If you're not running a display/login manager, then no, there won't be anything under /dev owned by you. As an alternative, we could grep "ps auxw" for your window manager, or just accept that unusual cases like this won't benefit from this feature. They certainly won't be harmed by it either, though, provided that the local sysadmin has control over mount options. I did a little more digging and found that sddm and gdm set ownership of ttyv8 rather than console. Regardless of the login manager, it's not hard to figure out who's running the local session. I think we should aim to do much better than the security model of Windows. There's a big difference between what typical users expect and what's secure. FreeBSD is advertised as secure-by-default, which is why many people use it instead of Windows. Any world-writable directory is a tool for malicious users, e.g. a hacker who compromised a user's password. They could put malicious code on it, which represents a danger even if it cannot be run directly from the external media due to a noexec mount. It would become a danger when copied to another directory or when the media are mounted on another system that does not use noexec. In summary, what I'm suggesting is: 1. By default, set ownership of external permission-less media to the current local display owner where it's convenient 2. Give the local sysadmin full control over mount options in any case so they can override the defaults and set other features such as locale This will ensure that external media can be made writable to whomever they should be.
I should add that I would rather see a solution that's acceptable to everyone ASAP than to have the ideal solution hung up in committee indefinitely. While limiting access to the local user by default would be ideal, I think giving the sysadmin control over mount options is the most important part of any solution. Then everyone can have what they want and there won't be a need to waste time on future debates. So an implementation of #2 above that allows me to configure *my* system as described in #1 would get my thumbs up. For the sake of FreeBSD's reputation as a secure OS, I'll always argue against any defaults that create world-writable directories (besides tmp), but I'd rather continue that discussion after this issue is mitigated. I'll review what we have on the table and follow up with an enhanced patch if necessary.
Created attachment 210468 [details] Patch to allow custom mount flags via special_media This new patch shows how we could allow the local sysadmin to customize mount flags for any fstype. It only applies to autofs, but I see no reason not to support custom flags both here and within the mount commands. Maybe we could start with this approach as a proof-of-concept and see if the idea trickles down to mount_* if people want to duplicate it in other mounting methods.
Created attachment 210469 [details] Example msdosfs customization script Example script to work with the special_media patch, with generic defaults that should work on any system and documentation for setting mount ownership as I suggested earlier.
Created attachment 210470 [details] Replace printfs from testing with logger
This autofs thing is unusable for any practical purpose.
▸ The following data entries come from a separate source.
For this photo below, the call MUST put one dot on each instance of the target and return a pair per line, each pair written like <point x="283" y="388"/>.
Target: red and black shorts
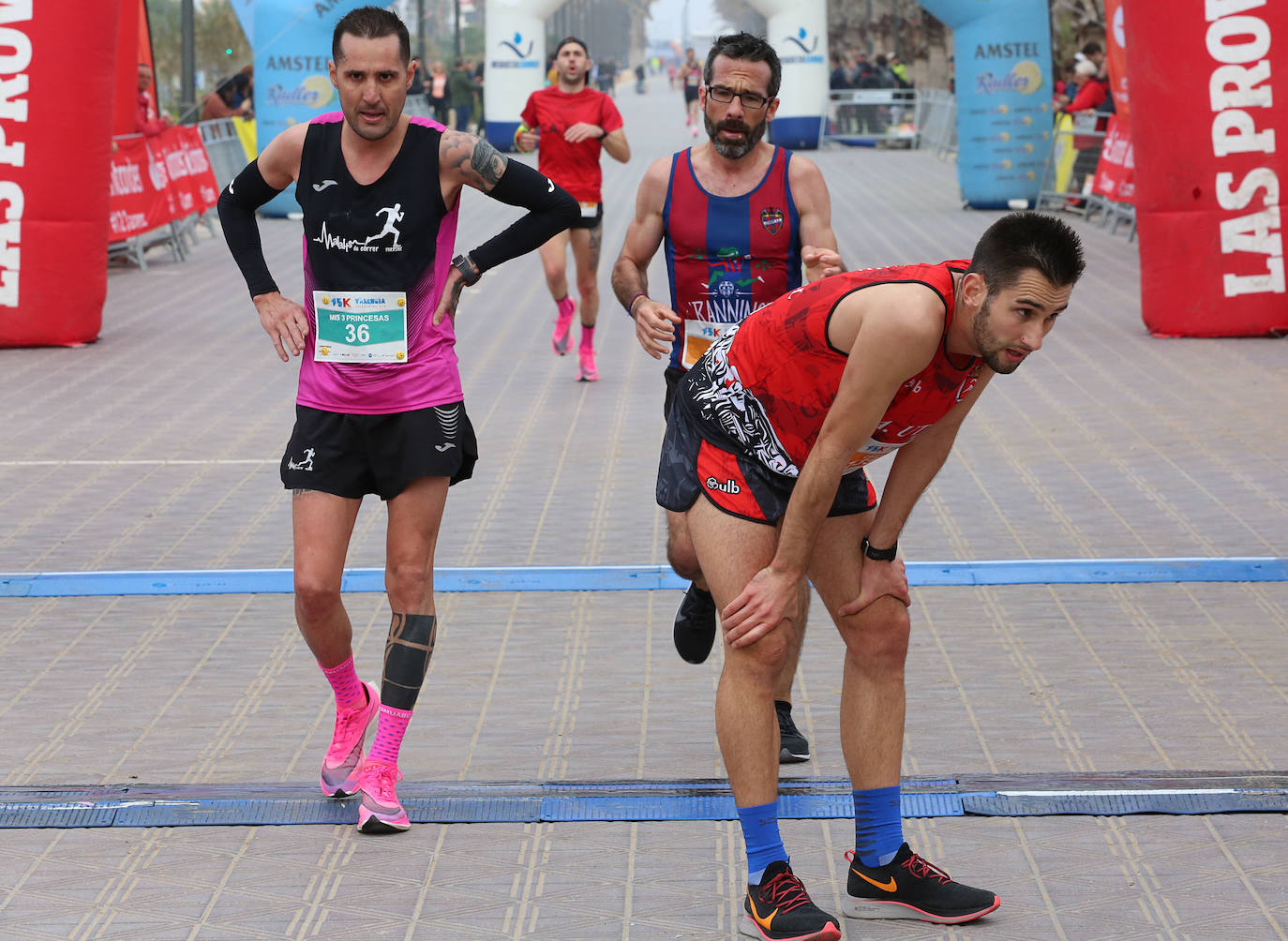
<point x="355" y="455"/>
<point x="737" y="483"/>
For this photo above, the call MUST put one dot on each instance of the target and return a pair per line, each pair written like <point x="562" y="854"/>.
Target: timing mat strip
<point x="495" y="802"/>
<point x="637" y="576"/>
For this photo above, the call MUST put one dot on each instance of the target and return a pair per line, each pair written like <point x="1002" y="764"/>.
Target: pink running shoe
<point x="381" y="811"/>
<point x="343" y="760"/>
<point x="562" y="337"/>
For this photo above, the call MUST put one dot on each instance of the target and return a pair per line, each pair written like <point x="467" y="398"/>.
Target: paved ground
<point x="157" y="445"/>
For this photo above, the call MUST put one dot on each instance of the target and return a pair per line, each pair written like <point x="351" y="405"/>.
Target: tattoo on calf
<point x="407" y="651"/>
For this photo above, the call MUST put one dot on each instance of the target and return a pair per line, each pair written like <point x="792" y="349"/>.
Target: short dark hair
<point x="371" y="22"/>
<point x="565" y="40"/>
<point x="1028" y="240"/>
<point x="743" y="45"/>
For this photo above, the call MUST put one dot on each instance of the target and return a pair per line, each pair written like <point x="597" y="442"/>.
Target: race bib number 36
<point x="361" y="326"/>
<point x="698" y="336"/>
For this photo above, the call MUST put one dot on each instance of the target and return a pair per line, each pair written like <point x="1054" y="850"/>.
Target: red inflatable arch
<point x="1209" y="127"/>
<point x="54" y="148"/>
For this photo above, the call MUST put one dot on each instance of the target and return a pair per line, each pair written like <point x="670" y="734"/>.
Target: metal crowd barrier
<point x="871" y="117"/>
<point x="936" y="123"/>
<point x="1071" y="170"/>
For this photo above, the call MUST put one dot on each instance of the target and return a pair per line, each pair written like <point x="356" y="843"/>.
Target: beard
<point x="726" y="148"/>
<point x="989" y="348"/>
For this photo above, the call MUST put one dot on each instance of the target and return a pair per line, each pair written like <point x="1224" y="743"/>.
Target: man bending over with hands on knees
<point x="764" y="454"/>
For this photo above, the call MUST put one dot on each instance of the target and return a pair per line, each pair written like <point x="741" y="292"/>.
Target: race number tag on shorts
<point x="361" y="326"/>
<point x="698" y="335"/>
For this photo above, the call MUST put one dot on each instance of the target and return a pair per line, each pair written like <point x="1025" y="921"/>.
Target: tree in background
<point x="219" y="45"/>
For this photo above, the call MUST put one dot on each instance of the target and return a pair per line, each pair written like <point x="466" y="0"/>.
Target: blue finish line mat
<point x="637" y="576"/>
<point x="489" y="802"/>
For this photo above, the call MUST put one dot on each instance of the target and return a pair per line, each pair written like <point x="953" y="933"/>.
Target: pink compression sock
<point x="348" y="688"/>
<point x="391" y="726"/>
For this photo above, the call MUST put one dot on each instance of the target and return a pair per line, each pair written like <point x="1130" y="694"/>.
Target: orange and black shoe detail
<point x="779" y="909"/>
<point x="912" y="888"/>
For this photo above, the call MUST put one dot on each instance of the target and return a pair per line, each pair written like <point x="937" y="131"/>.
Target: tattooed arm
<point x="468" y="161"/>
Use sysutils/automount from ports for removable media, it works out of the box.
(In reply to Victor Sudakov from comment #26) Autoifs works very well for NFS, but I totally agree that it's not a good solution for removable media. I also had enough problems with sysutils/automount that I had to create an alternative, sysutils/devd-mount. I've been using it in conjunction with deskutils/qmediamanager for for a good while now, and it's very stable. It's now the default configuration created by sysutils/desktop-installer. Any reason to leave this PR open any longer?